Questions from the lecture

What does ‘moderated’ actually mean? I see it all the time in research papers and have an idea but i can’t really define it?

“Moderation” typically refers to a situation where the relationship between two variables changes when you account for a third variable. An “interaction” is a synonym and means the same.

To use an example from last term, imagine you want to see whether playing with a dog reduces stress. You conduct an experiment where you measure participants’ stress before a play session, during and after. Here, you’re studying a relationship between two variables - stress levels and time (before vs during vs after). You might expect to see something like this:

But there’s a third variable that could be having impact - what if the participant doesn’t like dogs? Their experience of the play session would be very different. If we account for this variable, we could see something like this instead:

Therefore, the relationship between time point and stress level depends on whether or not the person likes dogs.

Do we need to remember the Forman and Leavens study?

Nope. We use examples from various fields of psychology because it’s more straightforward to explain statistical concepts in context rather than focusing on pure stats theory. I never expect you to remember details of the studies.

Is the example with Oreo the cat using z-score distribution or the proportions of scores used when talking about normal distribution? What does it mean by reverse the math to calculate a critical cut-off point for a specific probability?

When I say “reverse the math”, I mean that we have all the components needed to calculate this and we need to re-organise the equation. Consider the equation below (this is not directly relevant to the slides, but bear with me):

We know that:

\[X = Y + Z\]

Let’s say that we also know that X = 3, and Y = 1. We can reorganise the equation to calculate the value of Z:

\[3 = 1 + Z \] \[Z = 3-1\] \[Z = 2\]

In a similar way, we have these known values for Oreo:

Oreo’s score X = 22.8
Population mean M = 16.6
Population SD = 4.7

At first, we wanted to find out the probability of obtaining Oreo’s score. Unfortunately for humanity, the equation for working out probability of a score in a normal distribution is this:

\[ f(x|\mu, \sigma^2) = \frac{1}{\sqrt{2\pi\sigma^2}} e^{-\frac{(x-\mu)^2}{2\sigma^2}} \ \]

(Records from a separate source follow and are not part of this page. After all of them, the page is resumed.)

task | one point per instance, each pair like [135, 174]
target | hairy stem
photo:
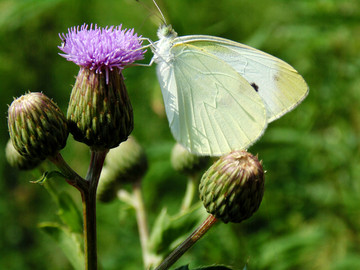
[141, 221]
[89, 208]
[189, 193]
[188, 243]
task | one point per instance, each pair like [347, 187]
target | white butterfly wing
[280, 86]
[211, 109]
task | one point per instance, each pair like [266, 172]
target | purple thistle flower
[101, 49]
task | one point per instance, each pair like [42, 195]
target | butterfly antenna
[162, 15]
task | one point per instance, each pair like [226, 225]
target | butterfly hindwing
[211, 108]
[280, 86]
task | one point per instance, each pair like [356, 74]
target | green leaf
[46, 176]
[69, 242]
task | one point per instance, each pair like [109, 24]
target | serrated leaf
[69, 242]
[46, 176]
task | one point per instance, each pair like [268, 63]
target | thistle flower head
[37, 127]
[101, 49]
[233, 187]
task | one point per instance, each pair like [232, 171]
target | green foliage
[69, 242]
[309, 218]
[169, 231]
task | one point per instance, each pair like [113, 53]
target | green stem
[141, 221]
[188, 243]
[71, 176]
[189, 193]
[89, 208]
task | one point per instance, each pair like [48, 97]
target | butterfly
[220, 95]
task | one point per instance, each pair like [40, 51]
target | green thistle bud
[124, 164]
[37, 127]
[18, 161]
[100, 112]
[233, 187]
[185, 162]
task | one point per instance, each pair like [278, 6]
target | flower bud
[18, 161]
[37, 126]
[233, 187]
[100, 112]
[185, 162]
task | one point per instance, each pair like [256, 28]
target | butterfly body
[219, 95]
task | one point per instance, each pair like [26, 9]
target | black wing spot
[255, 86]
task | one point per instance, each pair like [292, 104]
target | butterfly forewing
[280, 86]
[211, 108]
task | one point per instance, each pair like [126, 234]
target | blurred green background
[310, 215]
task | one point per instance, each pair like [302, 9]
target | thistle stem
[141, 221]
[189, 193]
[89, 208]
[71, 176]
[188, 243]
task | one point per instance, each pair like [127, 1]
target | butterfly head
[166, 31]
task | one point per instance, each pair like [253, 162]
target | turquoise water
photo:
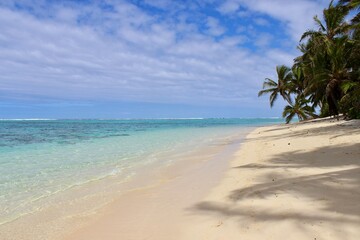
[43, 158]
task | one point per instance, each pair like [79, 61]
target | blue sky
[145, 58]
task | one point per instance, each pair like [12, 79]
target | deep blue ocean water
[42, 158]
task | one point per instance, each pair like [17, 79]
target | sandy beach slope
[299, 181]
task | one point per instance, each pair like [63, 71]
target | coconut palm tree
[280, 87]
[327, 57]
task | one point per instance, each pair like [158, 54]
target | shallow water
[42, 159]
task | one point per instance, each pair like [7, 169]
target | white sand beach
[298, 181]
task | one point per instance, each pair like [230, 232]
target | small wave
[28, 119]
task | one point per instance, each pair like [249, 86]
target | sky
[146, 58]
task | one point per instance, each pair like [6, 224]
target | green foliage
[327, 74]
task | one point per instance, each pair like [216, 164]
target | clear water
[39, 159]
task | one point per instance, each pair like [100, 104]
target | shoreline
[298, 181]
[64, 216]
[145, 212]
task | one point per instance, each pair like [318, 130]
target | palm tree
[328, 57]
[352, 5]
[299, 108]
[281, 87]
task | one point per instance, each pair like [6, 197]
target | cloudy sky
[145, 58]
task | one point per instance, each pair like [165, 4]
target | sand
[299, 181]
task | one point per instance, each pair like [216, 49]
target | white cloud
[297, 16]
[88, 53]
[214, 27]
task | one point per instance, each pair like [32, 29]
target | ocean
[42, 160]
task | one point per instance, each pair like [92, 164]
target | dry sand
[299, 181]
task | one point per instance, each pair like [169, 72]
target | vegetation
[326, 75]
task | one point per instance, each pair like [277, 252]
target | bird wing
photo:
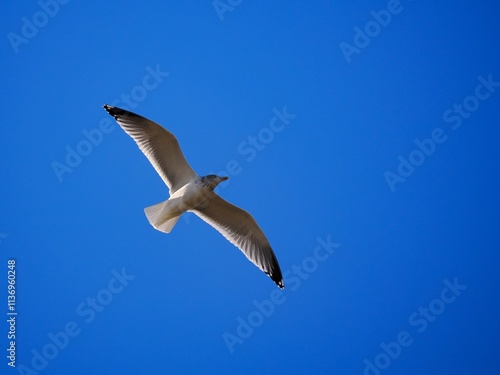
[241, 229]
[159, 145]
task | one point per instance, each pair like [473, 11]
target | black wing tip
[278, 280]
[118, 112]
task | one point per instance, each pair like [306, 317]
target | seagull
[190, 192]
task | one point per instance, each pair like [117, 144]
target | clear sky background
[391, 162]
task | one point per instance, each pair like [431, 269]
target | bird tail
[160, 216]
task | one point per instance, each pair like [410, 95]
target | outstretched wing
[158, 144]
[241, 229]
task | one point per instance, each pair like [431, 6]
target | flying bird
[190, 192]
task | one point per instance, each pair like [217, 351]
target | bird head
[213, 180]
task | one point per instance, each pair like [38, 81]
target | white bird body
[164, 215]
[190, 192]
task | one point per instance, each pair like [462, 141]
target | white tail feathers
[159, 217]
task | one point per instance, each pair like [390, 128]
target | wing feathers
[158, 144]
[241, 229]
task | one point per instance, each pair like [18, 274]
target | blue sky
[378, 192]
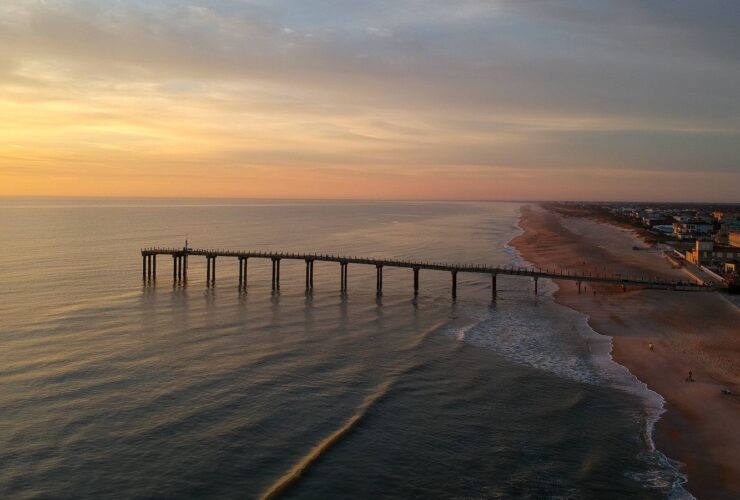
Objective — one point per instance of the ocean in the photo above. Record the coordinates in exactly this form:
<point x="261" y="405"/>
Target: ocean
<point x="111" y="388"/>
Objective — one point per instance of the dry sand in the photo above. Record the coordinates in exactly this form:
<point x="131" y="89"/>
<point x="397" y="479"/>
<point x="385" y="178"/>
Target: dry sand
<point x="698" y="331"/>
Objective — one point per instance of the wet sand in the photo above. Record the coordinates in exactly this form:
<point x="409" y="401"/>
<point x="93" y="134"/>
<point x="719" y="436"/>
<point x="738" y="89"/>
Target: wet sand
<point x="698" y="331"/>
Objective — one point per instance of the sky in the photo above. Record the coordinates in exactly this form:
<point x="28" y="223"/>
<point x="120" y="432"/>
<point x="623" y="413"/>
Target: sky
<point x="371" y="99"/>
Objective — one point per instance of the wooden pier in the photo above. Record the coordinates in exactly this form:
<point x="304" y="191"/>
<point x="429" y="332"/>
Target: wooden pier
<point x="180" y="258"/>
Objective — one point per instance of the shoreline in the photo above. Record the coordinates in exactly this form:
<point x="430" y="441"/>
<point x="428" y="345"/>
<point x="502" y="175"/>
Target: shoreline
<point x="689" y="331"/>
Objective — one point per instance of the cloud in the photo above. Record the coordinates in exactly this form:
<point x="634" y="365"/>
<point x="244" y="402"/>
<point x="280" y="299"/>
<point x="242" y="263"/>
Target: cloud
<point x="527" y="84"/>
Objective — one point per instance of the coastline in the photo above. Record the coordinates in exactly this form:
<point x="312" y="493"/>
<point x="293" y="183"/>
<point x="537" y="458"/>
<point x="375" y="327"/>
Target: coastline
<point x="689" y="331"/>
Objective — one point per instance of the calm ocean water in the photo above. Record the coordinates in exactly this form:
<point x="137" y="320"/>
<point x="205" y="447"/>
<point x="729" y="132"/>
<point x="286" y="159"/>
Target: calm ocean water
<point x="109" y="389"/>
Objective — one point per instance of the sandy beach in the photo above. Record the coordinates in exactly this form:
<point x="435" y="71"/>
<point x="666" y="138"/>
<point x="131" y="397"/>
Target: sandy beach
<point x="697" y="331"/>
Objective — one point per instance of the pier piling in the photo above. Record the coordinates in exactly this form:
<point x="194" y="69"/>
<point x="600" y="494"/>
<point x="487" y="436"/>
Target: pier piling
<point x="180" y="258"/>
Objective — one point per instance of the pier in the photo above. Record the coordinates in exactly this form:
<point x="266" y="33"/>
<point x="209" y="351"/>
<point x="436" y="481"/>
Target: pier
<point x="180" y="258"/>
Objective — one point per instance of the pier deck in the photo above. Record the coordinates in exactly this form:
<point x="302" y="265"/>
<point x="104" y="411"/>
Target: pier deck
<point x="180" y="257"/>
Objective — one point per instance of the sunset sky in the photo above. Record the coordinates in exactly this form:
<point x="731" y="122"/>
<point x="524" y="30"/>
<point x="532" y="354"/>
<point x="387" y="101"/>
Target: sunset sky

I have no desire to manually work out the probability - labelled as \(f(x|\mu, \sigma^2)\) based on the equation above. So for the purposes of the demonstration, imagine the equation looks like this:

\[p = SD \times (X - M)\]

Where I’m using label \(p\) for probability instead. We know SD, X, and M, so we put them into the equation, which allows us to work out the probability:

\[p = 4.7 \times (22.8 - 16.6)\]

Now in the second example, we are interested in what Oreo’s score should be if he wanted to be in the top five 5% (which is equivalent to the probability of 0.05). So this time, we know the following values:

p = 0.05
Population mean M = 16.6
Population SD = 4.7

We’re working with the same distribution, so the equation doesn’t change - we just know different components:

\[p = SD \times (X - M)\] \[0.05 = 4.7 \times (X - 16.6)\]

That’s what I mean by “reverse the math”. To reiterate, the simplified version of the equation is made up, but if we wanted to reverse it so we can calculate X, we could do the following:

First isolate the things in the parentheses:

\[\frac{0.05}{4.7} = X - 16.6 \]

Then isolate X:

\[X = \frac{0.05}{4.7} + 16.6 \]

And at that point you can complete the calculation.